In the incoming colloquium, Mofeed Hassan will present the paper “Semi-supervised Instance Matching Using Boosted Classifiers” from Kejriwal et al., published in the proceedings of ESWC 2015 [PDF].
Instance matching concerns identifying pairs of instances that refer to the same underlying entity. Current state-of-the-art instance matchers use machine learning methods. Supervised learning systems achieve good performance by training on significant amounts of manually labeled samples. To alleviate the labeling effort, this paper presents a minimally supervised instance matching approach that is able to deliver competitive performance using only 2% training data and little parameter tuning. As a first step, the classifier is trained in an ensemble setting using boosting. Iterative semi-supervised learning is used to improve the performance of the boosted classifier even further, by re-training it on the most confident samples labeled in the current iteration. Empirical evaluations on a suite of six publicly available benchmarks show that the proposed system outcompetes optimization-based minimally supervised approaches in 1-7 iterations. The system’s average F-Measure is shown to be within 2.5% of that of recent supervised systems that require more training samples for effective performance.
After that, Michael Röder will present his paper “Detecting Similar Linked Datasets Using Topic Modelling” that has been accepted by the upcoming ESWC 2016 [PDF].

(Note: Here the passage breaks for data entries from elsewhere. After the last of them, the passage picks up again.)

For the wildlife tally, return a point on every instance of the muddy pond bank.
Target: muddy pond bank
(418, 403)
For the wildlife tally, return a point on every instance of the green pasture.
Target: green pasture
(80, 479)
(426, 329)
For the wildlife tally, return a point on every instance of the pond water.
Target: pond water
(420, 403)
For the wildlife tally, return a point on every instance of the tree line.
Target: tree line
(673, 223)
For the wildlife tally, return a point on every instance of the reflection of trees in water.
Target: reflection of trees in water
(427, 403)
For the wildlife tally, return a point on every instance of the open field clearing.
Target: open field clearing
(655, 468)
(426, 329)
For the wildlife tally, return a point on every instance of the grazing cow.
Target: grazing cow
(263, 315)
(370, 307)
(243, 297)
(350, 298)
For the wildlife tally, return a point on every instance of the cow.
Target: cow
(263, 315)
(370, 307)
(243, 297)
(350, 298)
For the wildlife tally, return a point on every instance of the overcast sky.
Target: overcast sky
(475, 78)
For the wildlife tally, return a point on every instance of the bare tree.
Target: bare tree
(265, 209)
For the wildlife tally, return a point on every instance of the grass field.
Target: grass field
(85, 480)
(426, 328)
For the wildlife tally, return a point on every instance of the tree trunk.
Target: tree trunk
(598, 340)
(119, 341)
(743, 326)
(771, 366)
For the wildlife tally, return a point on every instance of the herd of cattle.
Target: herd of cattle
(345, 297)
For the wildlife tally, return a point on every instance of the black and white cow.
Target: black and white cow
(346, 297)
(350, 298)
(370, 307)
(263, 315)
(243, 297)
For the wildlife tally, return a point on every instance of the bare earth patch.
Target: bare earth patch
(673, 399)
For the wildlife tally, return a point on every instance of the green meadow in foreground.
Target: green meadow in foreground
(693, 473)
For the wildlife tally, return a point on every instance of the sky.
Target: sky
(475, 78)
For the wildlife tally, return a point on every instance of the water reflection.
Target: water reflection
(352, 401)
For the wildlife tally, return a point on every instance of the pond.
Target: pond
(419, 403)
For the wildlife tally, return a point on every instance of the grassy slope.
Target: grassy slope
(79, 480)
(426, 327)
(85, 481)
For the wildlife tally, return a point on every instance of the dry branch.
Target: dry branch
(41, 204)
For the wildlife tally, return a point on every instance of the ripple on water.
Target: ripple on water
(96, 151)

The Web of data is growing continuously with respect to both the size and number of the datasets published. Porting a dataset to five-star Linked Data however requires the publisher of this dataset to link it with the already available linked datasets. Given the size and growth of the Linked Data Cloud, the current mostly manual approach used for detecting relevant datasets for linking is obsolete. We study the use of topic modelling for dataset search experimentally and present TAPIOCA, a linked dataset search engine that provides data publishers with similar existing datasets automatically. Our search engine uses a novel approach for determining the topical similarity of datasets. This approach relies on probabilistic topic modelling to determine related datasets by relying solely on the metadata of datasets. We evaluate our approach on a manually created gold standard and with a user study. Our evaluation shows that our algorithm outperforms a set of comparable baseline algorithms including standard search engines significantly by 6% F1-score. Moreover, we show that it can be used on a large real world dataset with a comparable performance.
About the AKSW Colloquium
This event is part of a series of events about Semantic Web technology. Please see http://wiki.aksw.org/Colloquium for further information about previous and future events. As always, Bachelor and Master students are able to get points for attendance and there is complimentary coffee and cake after the session.